Voltage amplifier is used to strengthen the input voltage. Voltage gain is the ratio of output voltage with input voltage. Where can we set the gain. Did this voltage amplifier applications? Alredy understand , Voltage amplifier can be used before the filter and power amplifier between the input signal and speaker. Remember again telecommunication engineering materials where the voltage amplifier is represented as a repeater in the process of data transmission.

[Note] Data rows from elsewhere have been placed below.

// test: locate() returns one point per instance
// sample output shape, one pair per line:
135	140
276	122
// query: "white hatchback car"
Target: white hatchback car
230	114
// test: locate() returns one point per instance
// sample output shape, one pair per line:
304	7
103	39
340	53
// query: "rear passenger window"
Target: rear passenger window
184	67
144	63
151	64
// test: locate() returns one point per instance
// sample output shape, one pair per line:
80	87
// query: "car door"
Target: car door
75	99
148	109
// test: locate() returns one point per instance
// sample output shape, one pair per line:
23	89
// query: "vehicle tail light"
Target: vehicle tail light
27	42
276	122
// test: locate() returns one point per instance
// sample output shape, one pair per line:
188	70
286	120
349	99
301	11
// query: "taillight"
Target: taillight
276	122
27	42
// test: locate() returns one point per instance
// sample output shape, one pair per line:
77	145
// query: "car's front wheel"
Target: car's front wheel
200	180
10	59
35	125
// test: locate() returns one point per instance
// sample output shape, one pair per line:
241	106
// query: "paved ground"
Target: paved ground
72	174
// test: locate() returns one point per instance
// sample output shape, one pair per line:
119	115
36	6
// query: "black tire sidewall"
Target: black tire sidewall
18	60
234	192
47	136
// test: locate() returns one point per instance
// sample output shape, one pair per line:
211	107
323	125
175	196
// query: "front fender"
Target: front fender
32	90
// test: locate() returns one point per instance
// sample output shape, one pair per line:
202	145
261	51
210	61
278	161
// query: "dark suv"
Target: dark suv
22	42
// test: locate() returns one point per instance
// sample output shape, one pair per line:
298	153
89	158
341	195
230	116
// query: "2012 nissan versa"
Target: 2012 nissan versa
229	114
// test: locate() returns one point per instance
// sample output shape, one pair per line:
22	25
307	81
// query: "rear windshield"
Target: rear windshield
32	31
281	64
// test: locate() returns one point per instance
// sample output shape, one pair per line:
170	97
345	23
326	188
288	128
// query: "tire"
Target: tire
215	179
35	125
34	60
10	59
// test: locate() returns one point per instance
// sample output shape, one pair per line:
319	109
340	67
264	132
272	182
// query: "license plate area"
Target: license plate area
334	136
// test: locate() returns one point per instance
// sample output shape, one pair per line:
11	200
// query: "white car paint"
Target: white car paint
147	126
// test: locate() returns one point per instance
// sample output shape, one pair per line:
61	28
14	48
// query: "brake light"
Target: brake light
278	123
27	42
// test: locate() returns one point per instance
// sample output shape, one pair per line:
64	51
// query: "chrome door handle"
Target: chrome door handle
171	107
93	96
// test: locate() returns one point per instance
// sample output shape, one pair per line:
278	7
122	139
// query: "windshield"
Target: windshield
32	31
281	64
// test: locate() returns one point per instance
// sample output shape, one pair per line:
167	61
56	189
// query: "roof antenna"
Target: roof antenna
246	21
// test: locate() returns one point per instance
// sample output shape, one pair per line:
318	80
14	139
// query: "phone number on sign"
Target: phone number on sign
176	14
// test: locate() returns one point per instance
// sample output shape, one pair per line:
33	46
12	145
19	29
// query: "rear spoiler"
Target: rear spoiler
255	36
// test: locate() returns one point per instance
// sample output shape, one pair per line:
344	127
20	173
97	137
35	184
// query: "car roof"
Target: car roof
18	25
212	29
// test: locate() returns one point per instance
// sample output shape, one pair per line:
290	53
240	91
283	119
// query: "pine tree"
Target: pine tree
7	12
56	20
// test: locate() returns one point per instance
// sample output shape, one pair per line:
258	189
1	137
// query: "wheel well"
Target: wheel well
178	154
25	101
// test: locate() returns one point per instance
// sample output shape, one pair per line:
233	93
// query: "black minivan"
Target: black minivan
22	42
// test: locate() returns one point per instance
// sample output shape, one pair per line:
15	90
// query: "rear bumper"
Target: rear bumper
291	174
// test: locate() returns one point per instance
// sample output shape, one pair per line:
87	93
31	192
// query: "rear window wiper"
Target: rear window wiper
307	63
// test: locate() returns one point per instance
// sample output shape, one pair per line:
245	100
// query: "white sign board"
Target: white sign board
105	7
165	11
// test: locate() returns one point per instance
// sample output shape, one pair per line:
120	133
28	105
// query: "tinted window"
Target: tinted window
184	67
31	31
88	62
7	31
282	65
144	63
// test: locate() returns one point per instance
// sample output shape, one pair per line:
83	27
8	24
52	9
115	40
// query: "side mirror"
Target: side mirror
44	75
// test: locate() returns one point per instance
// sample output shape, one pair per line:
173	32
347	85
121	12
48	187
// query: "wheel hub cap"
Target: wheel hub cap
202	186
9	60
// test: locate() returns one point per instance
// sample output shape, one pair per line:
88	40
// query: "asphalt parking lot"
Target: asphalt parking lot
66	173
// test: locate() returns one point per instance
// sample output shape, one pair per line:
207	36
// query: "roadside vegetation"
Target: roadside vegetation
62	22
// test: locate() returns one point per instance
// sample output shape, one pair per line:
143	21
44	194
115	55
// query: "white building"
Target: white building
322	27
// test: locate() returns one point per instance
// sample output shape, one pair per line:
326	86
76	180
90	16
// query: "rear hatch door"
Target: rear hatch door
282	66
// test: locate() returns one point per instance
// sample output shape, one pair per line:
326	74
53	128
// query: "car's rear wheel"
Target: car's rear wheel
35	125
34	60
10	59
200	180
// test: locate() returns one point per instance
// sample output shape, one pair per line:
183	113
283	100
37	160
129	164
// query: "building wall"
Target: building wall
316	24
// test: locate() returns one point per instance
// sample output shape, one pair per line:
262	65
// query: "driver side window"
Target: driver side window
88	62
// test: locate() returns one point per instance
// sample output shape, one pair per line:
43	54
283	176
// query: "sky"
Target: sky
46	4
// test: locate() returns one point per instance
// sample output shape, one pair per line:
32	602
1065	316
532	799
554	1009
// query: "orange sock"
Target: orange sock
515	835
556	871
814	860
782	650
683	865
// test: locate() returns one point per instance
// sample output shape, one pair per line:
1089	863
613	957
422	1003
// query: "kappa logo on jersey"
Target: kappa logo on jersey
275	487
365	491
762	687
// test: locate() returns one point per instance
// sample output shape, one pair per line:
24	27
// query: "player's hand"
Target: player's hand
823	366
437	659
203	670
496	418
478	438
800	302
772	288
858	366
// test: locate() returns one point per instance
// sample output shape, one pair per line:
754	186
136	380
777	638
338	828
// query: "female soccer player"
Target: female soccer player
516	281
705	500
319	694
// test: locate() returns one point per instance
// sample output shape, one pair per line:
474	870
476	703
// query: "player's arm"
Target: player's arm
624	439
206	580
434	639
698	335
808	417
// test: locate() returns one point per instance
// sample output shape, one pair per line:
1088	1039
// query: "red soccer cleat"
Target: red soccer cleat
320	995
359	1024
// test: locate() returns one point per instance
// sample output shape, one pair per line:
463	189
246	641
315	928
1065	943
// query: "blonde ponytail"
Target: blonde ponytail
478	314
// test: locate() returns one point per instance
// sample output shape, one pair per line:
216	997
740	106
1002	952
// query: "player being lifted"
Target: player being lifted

The first thing to be done before designing the amplifier voltage gain is desired is to determine because the voltage gain is the main purpose of the voltage amplifier. By the way, the voltage amplifier is an amplifier Class A. Then determine the base sequence that is used along with transistors. In the amplifier voltage, output current (collector) is not so necessary so that the collector current labored as small as possible. All to save energy consumed. So there is no special requirement on the transistor voltage amplifier, where the collector current is set at 1% of the maximum collector current. Beta transistors that are not so influential on the quality of the amplifier (let alone use a voltage divider circuit which is relatively stable against changes in beta). The values ​​of other components can be searched with the existing formula. 

Simple Voltage Amplifier

What about power amplifier? Aims to increase the power amplifier output signal power. In the course of this analog electronics, applied as a power amplifier on the speakers. At this power amplifier, the output voltage is set equal to the dc input voltage. While the current value of that changed. Does anyone know why the power amplifier, the voltage is fixed while the current is changed. I think changing the output flow is easier than changing the voltage output. And voltage range that can be applied is much smaller than the current range. Therefore it can be, the required current is very large so that in choosing a transistor must be adapted to current needs. If very large currents are needed at all, then it can be used Darlington transistor circuit. When I buy a transistor which has a large maximum collector current (about 1.5 A) appeared to form transistors is different from that so far I bought. At the center hole is used to heat sink. Heat sinks are used for fast component is not hot. By mounting the heat sink transistor then expand the surface so that heat more quickly thrown into the air. The price is relatively the same as a small power transistor. Btw, the actual power amplifier is a class B amplifier Class B amplifier is very efficient because the transistor will be active only when no signal input. Class B amplifier circuit consists of two identical transistors where each transistor is alternately brought in each half cycle. But there are drawbacks as well, the base emitter such as a diode that will be active when it has reached the forward bias voltage. So when the turn on off is not the same. Cause distortion of cross-over events. Form the output signal distortion due to cross-over is not expected that it needs considerable effort to overcome them. The solution is to arrange for the active transistor so that the need for constant base current (very small) even when it brought the transistor is not named as a class AB amplifier circuit.